Die Nabelschnur zum Freundeskreis

Beim Mobile Content Day 2008 in Hamburg habe ich über „Mobile Social Communities“ einen Vortrag gehalten. Im Vorfeld haben mich die Veranstalter für ihren Kunden Newsletter – die GfM-Nachrichten – interviewt. Dabei habe ich einige der Gedanken, die ich im Vortrag präsentierte, noch eimal ausformuliert. Hier ist das relativ kurze Interview zum Nachlesen.

Welche Bedingungen müssen Ihrer Ansicht nach erfüllt sein, damit Mobile Social Communities in Deutschland ähnlich erfolgreich wie die etablierten Web Communities werden können?

Die Hürden liegen in erster Linie noch bei der Verknüpfung von mobilen Geräten und Internet – nicht in der Technik, sondern in der Akzeptanz der Konsumenten. Denen ist die Bedienung noch zu ungewohnt, die Kosten zu hoch und die Tarife zu unübersichtlich. Erst wenn sich hier etwas ändert, werden die Deutschen nach und nach auch sinnvolle Internet-Anwendungen über ihre Mobiltelefone nutzen.

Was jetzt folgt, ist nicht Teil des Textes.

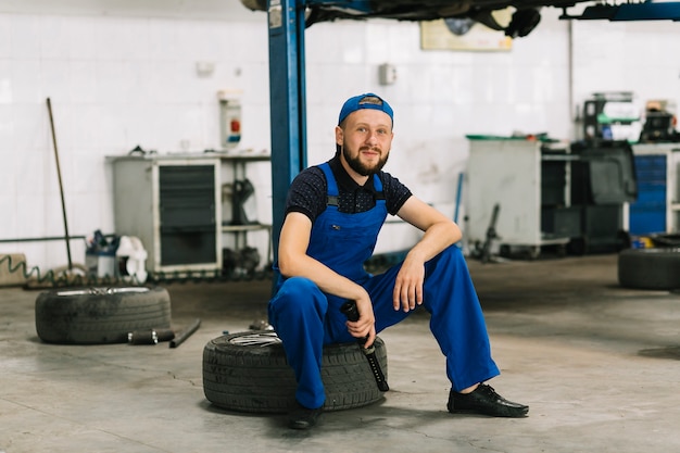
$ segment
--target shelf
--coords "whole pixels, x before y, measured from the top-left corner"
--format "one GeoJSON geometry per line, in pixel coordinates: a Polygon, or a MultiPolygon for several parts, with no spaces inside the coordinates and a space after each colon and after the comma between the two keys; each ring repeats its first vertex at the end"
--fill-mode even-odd
{"type": "Polygon", "coordinates": [[[250,225],[223,225],[222,226],[222,232],[255,231],[259,229],[272,229],[272,225],[250,224],[250,225]]]}

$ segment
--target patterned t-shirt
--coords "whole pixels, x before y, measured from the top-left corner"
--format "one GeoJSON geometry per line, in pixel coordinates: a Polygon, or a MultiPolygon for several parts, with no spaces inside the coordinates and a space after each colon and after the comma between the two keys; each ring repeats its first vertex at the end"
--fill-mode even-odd
{"type": "MultiPolygon", "coordinates": [[[[370,177],[364,186],[356,184],[345,172],[338,154],[328,161],[338,183],[338,211],[356,214],[372,210],[376,205],[376,189],[374,178],[370,177]]],[[[411,190],[392,177],[389,173],[380,172],[385,204],[391,215],[395,215],[412,196],[411,190]]],[[[326,210],[328,184],[324,171],[318,166],[303,169],[293,179],[286,200],[286,214],[299,212],[312,221],[326,210]]]]}

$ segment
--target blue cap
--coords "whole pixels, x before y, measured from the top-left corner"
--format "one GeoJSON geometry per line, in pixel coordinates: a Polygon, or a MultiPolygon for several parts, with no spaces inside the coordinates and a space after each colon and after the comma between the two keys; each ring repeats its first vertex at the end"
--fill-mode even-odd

Ob Mobile Social Communities dann so erfolgreich wie etablierte Web Communities werden, wird sich zeigen. Es gibt durchaus ein interessantes Potenzial, da Mobile Communities die Web-Communities um eine zusätzliche räumliche Dimension ergänzen: Wo befinden sich meine Freunde gerade?

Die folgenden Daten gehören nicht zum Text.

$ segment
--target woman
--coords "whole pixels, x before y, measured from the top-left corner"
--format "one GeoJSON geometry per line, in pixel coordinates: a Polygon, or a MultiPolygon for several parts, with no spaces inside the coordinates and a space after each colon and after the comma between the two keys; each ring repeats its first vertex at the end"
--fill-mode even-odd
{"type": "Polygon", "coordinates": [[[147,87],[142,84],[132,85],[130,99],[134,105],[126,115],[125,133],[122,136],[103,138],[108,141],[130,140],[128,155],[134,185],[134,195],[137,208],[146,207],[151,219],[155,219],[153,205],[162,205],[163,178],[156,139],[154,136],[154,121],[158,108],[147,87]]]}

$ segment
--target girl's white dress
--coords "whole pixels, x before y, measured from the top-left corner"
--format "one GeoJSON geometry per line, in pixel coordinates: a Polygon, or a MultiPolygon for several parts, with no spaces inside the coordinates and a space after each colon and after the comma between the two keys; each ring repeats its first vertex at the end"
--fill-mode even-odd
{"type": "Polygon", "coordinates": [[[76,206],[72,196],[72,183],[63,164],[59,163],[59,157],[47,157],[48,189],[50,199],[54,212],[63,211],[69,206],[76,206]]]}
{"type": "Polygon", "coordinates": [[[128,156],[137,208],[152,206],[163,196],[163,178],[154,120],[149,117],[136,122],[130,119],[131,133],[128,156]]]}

Hinzu kommt die Möglichkeit des Mobile Messaging, so dass man ununterbrochen mit seinen Freundeskreis verbunden ist – wenn man das will. Eine solche Nabelschnur zum Freundeskreis bietet für einige User einen echten Mehrwert bietet – zumindest für Workoholics und pubertierende Teenager. Ob solche Angebote aber in breite Bevölkerungsschichten sich verbreiten werden, halte ich im Augenblick noch für ziemlich zweifelhaft.

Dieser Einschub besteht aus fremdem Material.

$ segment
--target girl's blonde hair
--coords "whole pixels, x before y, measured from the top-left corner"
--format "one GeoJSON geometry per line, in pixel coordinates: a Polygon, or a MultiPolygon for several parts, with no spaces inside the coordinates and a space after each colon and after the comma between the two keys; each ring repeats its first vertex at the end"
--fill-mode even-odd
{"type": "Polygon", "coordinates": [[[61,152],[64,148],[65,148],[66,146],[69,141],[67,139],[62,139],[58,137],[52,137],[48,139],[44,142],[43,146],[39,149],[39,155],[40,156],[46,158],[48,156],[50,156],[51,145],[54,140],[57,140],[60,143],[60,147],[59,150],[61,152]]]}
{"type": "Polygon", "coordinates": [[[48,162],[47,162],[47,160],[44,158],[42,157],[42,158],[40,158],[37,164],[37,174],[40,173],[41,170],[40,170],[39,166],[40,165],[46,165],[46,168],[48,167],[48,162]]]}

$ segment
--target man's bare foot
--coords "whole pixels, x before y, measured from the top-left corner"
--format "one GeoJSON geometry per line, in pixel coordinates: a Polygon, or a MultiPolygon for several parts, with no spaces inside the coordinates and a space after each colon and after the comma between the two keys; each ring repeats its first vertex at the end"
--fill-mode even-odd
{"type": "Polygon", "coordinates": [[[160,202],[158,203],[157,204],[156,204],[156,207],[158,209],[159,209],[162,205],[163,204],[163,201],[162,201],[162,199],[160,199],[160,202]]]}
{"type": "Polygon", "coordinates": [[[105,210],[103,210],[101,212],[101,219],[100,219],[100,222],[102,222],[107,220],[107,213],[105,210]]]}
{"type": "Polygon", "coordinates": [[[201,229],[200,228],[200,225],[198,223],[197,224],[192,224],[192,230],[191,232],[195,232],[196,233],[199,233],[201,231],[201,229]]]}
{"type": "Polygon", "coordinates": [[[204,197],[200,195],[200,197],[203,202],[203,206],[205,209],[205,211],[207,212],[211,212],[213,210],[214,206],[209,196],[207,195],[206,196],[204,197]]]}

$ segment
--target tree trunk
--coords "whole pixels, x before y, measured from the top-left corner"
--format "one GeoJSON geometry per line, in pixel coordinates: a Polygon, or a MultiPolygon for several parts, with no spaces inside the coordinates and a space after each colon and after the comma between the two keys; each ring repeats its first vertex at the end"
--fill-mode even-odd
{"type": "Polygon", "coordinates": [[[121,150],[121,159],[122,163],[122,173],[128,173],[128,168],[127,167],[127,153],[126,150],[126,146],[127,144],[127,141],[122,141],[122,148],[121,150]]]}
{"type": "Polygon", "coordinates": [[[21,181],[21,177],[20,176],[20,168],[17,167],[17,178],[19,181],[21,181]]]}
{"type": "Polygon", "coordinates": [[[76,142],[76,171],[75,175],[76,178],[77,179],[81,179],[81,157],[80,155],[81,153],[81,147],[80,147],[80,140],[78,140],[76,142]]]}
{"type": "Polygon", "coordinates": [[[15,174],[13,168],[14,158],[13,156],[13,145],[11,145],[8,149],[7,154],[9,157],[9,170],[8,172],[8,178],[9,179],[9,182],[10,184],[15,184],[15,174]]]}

Aber es kommt noch eine ganz andere Frage auf: Werden die so genannten etablierte Web Communities wirklich auch auf Dauer erfolgreich sein? Die Nutzer erwarten in einer „Social Community“, das wie in einem echten Freundeskreis auch soziale Normen erfüllt werden. In dem Augenblick, in dem klar wird, dass der Anbieter aber mit der Plattform Geld verdienen will und deshalb Marktnormen anwendet, werden genau diese sozialen Normen verletzt.

Deshalb reagierten z.B. die Mitglieder von Xing so extrem negativ, als Werbung auf dem Portal zugelassen werden sollte. Die derzeitige öffentliche Diskussion über Datensicherheit und die Verwendung von Nutzer-Informationen zeigt, dass hier soziale Normen und Marktnormen in Konflikt geraten. Diesem Problem müssen sich die Community-Anbieter stellen, egal ob die Interaktion über stationären PCs oder über mobile Geräte erfolgt.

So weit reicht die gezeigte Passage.